I am definitely very introverted by nature. I love people and I love a proper chat with people I’m comfortable around but I’m also quite an anxious person. I have a low capacity for being social before I get really drained. My favourite thing is having a coffee and reading my book anonymously in the corner of a cafe.
Running BearHugs sometimes means I need to be 100% social 100% of the time and I just don’t have the reserves to sustain that. Trying to maintain it for too long always leaves me feeling unwell both physically and mentally. I think it’s part of why I cannot for the life of me stay on top of DMs/WhatsApp/texts even though I love feeling connected to friends. And why occasionally my inbox will get full to the point where there’s absolutely no chance of responding in a timely manner.
The thing I find especially difficult is that my job requires me to regularly put myself out there online. I worry how that looks when I haven’t managed to respond elsewhere. I get huge waves of guilt when I have unanswered messages on WhatsApp building up but need to keep being present on the internet. I would never feel bad if someone hadn’t responded to me because they were working long days and crashed when they got home but I always wonder if the same is understood of me where I’m self employed and ostensibly doing so much better health-wise than I used to be.

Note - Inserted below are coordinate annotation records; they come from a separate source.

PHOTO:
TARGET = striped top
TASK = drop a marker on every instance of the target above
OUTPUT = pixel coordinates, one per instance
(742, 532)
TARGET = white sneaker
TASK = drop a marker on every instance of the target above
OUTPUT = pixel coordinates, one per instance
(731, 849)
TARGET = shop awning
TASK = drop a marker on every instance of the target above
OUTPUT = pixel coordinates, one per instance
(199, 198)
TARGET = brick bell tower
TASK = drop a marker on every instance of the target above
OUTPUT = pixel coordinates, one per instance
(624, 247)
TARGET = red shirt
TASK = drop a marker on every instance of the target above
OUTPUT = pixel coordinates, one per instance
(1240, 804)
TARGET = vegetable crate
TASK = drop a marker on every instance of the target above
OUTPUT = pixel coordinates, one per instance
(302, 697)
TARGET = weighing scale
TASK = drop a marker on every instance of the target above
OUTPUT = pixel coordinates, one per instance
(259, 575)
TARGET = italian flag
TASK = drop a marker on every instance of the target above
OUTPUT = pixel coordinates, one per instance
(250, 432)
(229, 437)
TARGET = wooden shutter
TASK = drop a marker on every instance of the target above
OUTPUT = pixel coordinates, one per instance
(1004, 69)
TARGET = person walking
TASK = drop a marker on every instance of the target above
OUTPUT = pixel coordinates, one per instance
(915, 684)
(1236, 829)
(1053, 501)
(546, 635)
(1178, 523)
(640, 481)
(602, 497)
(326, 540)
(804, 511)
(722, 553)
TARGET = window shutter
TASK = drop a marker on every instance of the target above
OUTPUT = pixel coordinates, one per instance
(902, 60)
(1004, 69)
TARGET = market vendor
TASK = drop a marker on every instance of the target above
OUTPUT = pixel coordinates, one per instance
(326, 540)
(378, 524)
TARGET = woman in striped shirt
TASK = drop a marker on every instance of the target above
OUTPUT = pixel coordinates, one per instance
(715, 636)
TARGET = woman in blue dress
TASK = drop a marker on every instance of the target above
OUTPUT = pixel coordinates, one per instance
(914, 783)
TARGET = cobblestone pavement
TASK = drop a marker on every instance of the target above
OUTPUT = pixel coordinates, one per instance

It all got a bit much last month so I took myself to the Peak District, locked myself in a beautiful little annexe and made plans. Some big BearHugs plans, some really small plans to look after myself better going forward. Some boundaries to put in place so work doesn’t use quite so much of the energy I have to give.
Business-wise, I find it hard to get stuck into working on the ‘big picture’ things when there are what feels like a million small things appearing in my inbox daily. Physically removing myself from the day-to-day '“noise” of BearHugs gave me a chance to look back on what has and hasn’t been working and, importantly, to critically analyse why. I made plans and at every point was able to check that the plans aligned with what we’re trying to do at BearHugs. There was something really liberating about doing this away from external pressures. It felt like every decision I was making directly correlated with BearHugs goals to help people show their love and appreciation for others, to brighten the days of people affected by life-limiting illness and to offer and advocate for part-time, flexible accessible remote roles for people with long-term health conditions. In just two days, I felt completely reconnected with where we’re heading and much more capable of turning plans into actions.
Time away from distractions and using social energy did me the world of good in lots of ways. It became very clear very quickly that I had really needed time totally alone to recharge and refocus. I felt a bit uneasy about that idea at first - am I horribly antisocial? Is it weird to want to shut everyone out? But actually taking that time away made me excited to see and reach out to people again rather than feeling overwhelmed by the thought of it.
As the hours went by, I gradually started to feel much more like me again and I soon decided that I’m going to have to make taking little chunks of alone-time an absolute priority going forward. Keeping boundaries in place is what is going to allow me to be properly present when I do speak to and spend time with the people I love rather than always spreading myself too thin. It’ll also hopefully help me to keep BearHugs more focussed too which can only be a good thing.
Taking myself to idyllic Peak District cottages is probably not something that will be affordable every month but even popping to a cafe for a few hours here and there will do the trick.
I’m sure I’m not the only one with a low threshold for social overwhelm so if you experience too it- you’re absolutely not alone.